The rest is just mechanistic speculation and animal studies, not something that can be extrapolated to human outcomes (more about why later). So the study doesn’t actually show any negative health outcomes in humans from n6 consumption.

The next study is literally a study of cheetahs. Might be of interest if you’re a cheetah, or deciding on your pet cheetah’s diet. But we’re talking about human health here.

And then the final paper suffers from the issue of earlier one - trying to make a causal inference based on cross-sectional data. We have zero idea if the individuals suffering from SAP are even the ones consuming more n6s. Again, if we are to find this convincing evidence of n6 toxicity then we also have to grant that cigarette consumption increases lifespan.

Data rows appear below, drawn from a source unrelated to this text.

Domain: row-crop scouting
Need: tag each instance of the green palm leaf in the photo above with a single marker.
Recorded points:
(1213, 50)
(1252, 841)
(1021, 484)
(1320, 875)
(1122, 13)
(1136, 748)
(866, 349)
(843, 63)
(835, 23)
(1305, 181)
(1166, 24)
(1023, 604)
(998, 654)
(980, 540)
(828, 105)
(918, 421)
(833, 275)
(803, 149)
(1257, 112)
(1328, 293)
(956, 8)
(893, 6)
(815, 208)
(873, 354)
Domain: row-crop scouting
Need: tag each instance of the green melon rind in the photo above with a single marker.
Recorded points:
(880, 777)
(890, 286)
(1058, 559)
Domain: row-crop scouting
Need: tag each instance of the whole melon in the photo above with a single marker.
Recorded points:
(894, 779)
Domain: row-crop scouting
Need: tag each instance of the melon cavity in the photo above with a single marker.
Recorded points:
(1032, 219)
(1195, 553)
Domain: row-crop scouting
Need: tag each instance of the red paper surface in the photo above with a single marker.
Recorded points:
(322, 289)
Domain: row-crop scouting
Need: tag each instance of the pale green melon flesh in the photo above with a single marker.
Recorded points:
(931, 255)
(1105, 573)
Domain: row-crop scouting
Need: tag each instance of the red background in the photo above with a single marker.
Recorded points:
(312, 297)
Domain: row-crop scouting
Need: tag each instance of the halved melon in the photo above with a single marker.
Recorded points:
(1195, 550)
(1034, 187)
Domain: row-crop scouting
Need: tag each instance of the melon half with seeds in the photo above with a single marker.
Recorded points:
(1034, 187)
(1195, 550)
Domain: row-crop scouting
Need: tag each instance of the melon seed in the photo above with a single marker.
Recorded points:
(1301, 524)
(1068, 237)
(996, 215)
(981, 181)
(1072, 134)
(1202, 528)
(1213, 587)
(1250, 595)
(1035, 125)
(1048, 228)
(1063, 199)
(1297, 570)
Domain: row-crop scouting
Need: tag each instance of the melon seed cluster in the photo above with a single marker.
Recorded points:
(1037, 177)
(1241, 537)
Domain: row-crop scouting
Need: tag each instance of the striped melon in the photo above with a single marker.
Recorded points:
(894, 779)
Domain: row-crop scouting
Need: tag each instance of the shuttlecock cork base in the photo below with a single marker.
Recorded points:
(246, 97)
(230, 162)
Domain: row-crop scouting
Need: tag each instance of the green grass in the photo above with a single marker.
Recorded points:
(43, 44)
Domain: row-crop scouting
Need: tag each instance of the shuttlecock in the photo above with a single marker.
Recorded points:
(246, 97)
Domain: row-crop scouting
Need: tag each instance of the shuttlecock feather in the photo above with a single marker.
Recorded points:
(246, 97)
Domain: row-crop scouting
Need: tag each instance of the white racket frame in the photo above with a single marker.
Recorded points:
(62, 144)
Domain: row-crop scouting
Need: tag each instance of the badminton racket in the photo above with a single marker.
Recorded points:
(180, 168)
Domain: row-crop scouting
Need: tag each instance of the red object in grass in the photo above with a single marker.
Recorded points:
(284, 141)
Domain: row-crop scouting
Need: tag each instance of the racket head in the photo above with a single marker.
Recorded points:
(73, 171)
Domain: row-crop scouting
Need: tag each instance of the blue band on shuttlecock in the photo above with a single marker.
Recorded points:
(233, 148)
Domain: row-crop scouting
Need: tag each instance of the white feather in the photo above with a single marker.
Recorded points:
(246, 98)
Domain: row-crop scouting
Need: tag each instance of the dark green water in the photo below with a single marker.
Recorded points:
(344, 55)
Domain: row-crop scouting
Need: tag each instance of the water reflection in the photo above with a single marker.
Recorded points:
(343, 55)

A commonality in these studies is that they try to back up the cross sectional data with animal modelling and in vitro studies, but we have to bear in mind that the best data we have on translation of animal studies to human outcomes suggests the success rate is atrocious. The confidence interval for toxicity studies in animal studies translating to human outcomes includes .5, so you may well be better off tossing a coin than you are relying on animal studies to make inferences about human health outcomes: https://translational-medicine.biomedcentral.com/articles/10...

To sum up, this seems to be a collection of data from the lower end of the evidence hierarchy, none of which is even in the category of data suitable to provide information about what is healthful or harmful to humans. I don’t see why we would find this convincing evidence of n6 toxicity on its own, even before we get into all the much higher quality evidence pointing to benefits from n6 consumption.

[davebrown10]

    (1996) "Excessive signaling of arachidonic acid (AA) metabolites has been associated with various chronic degenerative or autoimmune diseases, and intervention with the metabolism of AA is widely employed therapeutically in these afflictions. In essence, AA is the most biologically active unsaturated fatty acid in higher animals. Its concentration in membranes and its magnitude of effects depend on its amount, or that of its precursors and analogues, in the diet. The tendency of the field of nutrition to ignore the role of dietary AA will optimistically be reversed in the future." The article also said, "The underlying rationale for this symposium is that dietary AA is perhaps the single most important nutritional determinant in regulating AA levels in Americans. This may ultimately account in part for the striking differences in chronic diseases between strict vegetarians and the bulk of the omnivorous population." https://pubmed.ncbi.nlm.nih.gov/8642436/

Both animals and humans have endocannabinoid systems that operate identically in terms of physiological outcomes. Consequently, excessive arachidonic acid in cell membranes has pathologically consequences. https://johnditragliamd.substack.com/p/the-other-fat-science

[KempyKolibri]

As I said, happy to move onto AA once we’ve closed off the n3:n6 ratio thing. So do you have any evidence that the ratio is an issue in humans, or do you concede there’s no such evidence currently?